Personal information
- Full name: John Seton Karr
- Born: 8 May 1813 Malda, Bengal Presidency, British India
- Died: 26 February 1884 (aged 70) Strachur, Argyll, Scotland
- Batting: Unknown
- Relations: Walter Seton (nephew)

Domestic team information
- 1837–1838: Marylebone Cricket Club
- 1837: Oxford University

Career statistics
| Competition | First-class |
| Matches | 4 |
| Runs scored | 51 |
| Batting average | 8.50 |
| 100s/50s | –/– |
| Top score | 21* |
| Catches/stumpings | 2/– |
- Source: Cricinfo, 17 April 2020

= John Seton Karr =

English cricketer

John Seton Karr (13 May 1813 – 26 February 1884) was a Scottish first-class cricketer and clergyman.

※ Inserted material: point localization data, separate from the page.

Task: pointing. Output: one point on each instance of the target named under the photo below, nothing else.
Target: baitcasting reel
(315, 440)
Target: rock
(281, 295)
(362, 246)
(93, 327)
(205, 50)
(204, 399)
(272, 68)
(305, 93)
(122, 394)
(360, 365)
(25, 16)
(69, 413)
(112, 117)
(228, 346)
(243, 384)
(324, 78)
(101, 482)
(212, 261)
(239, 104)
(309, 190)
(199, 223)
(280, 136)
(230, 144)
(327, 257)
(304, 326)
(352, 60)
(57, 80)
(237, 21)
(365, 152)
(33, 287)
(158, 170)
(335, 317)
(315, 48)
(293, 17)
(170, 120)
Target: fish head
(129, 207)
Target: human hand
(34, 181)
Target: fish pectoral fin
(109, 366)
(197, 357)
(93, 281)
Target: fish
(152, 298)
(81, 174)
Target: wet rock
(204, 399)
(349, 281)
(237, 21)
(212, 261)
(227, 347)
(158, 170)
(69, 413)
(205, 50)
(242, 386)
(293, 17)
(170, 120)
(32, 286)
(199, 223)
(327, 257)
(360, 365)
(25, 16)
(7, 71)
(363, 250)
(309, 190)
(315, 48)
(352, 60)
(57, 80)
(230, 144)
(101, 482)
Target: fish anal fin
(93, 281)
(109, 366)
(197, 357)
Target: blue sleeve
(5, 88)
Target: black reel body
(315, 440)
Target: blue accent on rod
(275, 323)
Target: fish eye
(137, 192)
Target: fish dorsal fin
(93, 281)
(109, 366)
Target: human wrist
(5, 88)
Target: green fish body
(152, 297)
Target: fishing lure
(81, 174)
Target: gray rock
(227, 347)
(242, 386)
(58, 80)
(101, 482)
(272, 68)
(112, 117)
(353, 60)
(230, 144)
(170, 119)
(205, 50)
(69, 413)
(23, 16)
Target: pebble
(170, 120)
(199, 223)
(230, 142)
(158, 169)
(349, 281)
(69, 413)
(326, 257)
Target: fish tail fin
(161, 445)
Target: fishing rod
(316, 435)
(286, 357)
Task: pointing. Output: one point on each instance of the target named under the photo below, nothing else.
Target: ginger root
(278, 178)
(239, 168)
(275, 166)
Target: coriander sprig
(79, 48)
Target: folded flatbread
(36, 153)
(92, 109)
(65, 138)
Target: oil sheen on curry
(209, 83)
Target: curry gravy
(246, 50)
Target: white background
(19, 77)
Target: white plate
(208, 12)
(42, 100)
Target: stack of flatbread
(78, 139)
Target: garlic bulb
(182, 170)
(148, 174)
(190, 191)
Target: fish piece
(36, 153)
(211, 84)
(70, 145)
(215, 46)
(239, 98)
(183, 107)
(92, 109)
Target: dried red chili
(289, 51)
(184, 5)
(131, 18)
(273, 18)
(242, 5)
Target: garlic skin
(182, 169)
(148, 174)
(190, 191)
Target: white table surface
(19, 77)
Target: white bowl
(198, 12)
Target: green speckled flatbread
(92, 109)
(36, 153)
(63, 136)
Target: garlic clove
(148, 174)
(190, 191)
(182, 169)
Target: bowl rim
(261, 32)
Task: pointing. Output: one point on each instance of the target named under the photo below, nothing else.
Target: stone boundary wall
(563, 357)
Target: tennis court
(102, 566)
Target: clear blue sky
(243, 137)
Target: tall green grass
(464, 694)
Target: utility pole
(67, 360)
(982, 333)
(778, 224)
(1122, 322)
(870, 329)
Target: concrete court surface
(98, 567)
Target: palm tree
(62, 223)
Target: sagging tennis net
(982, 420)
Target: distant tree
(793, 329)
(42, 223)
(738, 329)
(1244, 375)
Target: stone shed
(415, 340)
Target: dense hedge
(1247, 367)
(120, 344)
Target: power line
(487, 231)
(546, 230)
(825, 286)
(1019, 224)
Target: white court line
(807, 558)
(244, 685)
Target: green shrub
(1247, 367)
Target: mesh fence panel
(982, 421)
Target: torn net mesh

The son of Andrew Seton Karr, he was born at Malda in British India in May 1813. He later studied in England at New College at the University of Oxford. While studying at Oxford, he made his debut in first-class cricket for the Marylebone Cricket Club (MCC) against Oxford University in 1837 at Oxford. He made two further appearances in first-class cricket at Lord's in 1837, playing for Oxford University against the MCC, and for the MCC against Cambridge University. The following year, he made a final first-class appearance for the MCC against Oxford University. In his four first-class matches, Seton Karr scored 51 runs with a high score of 21 not out.

After graduating from Oxford, Seton Karr took holy orders in the Church of England. He held one ecclesiastical post during his life, that of vicar of Berkeley in Gloucestershire until his death at Strachur in Scotland in February 1884. His nephew, Walter Seton, also played first-class cricket.